What is Dependency Injection?

Sang
Written by Sang on
What is Dependency Injection?

The literal meaning is to inject dependency. So what is dependency?

Dependency is just that your class needs the function of another object. For example you have a model class that fetches data from a database object. We can say that your modal class has a dependency of that database object.

Injecting dependency just means that the dependency is pushed into the class from the outside.

That mean you should not instantiate dependencies using the new operator from inside of the class. Instead take it as a constructor parameter or a setter

But why should we inject dependencies in a first place? Let’s imagine that you are programming a house building robot. You start with a pile of plumber and you program it to start building walls then you get to a doorway, what do you do? You program it to build a custom door out of raw material each time or you program it to take a ready-made door from the supplier and install that.

The most flexible way to do it would be to take the door from a supplier and that’s exactly what dependency injection dose. it decouples your classes construction from from the construction of it’s dependencies.

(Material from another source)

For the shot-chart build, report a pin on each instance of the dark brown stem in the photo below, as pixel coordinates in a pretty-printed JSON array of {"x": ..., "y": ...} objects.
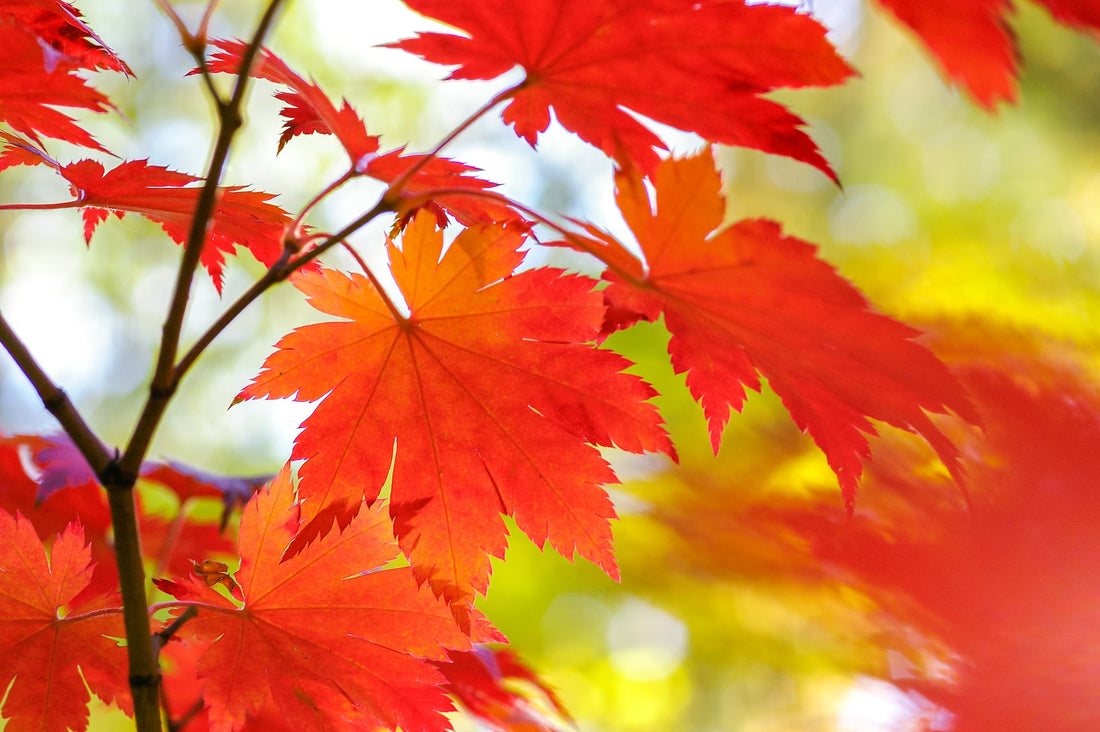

The reason that this is so important is the dependency inversion principle

Dependency Inversion Principle

The DIP is the principal that the code should depend upon abstractions. By depending upon the abstractions, we are decoupling our implementations from each other. In PHP that means your code should depend upon in their faces.

That way we can substitute different dependencies as long as they all satisfy the required interface.

By using dependency injection we decouple our code from the lower-level implementations. Making our code cleaner, easier to modify and easier to read.

We have another problem. Each of out classes require all of these dependencies. So now to construct each and every class we not only need to figure out what dependencies they need, we need figure out how to instansiate the dependencies?

There is a solution, enter the dependency injection container. At the root the container is nothing more than a map of dependencies that your class needs with the logic to create those dependencies if thay haven’t been created yet.

So every time you ask for a dependency, the map will figure out which dependency to use and then the container will check to see if it created one of those dependencies already. If it has it will just use that one, otherwise it will create the dependency store it and return it.

So instead of constructing all of your classes yourself, you ask the container for a new instance. It will resolve the dependencies, construct your object and return it to you.

The best part of it is that the container can resolve complex dependencies transparently and if you want to swap out a generic dependency. You only need to update the container. Cleaner and mor modular code.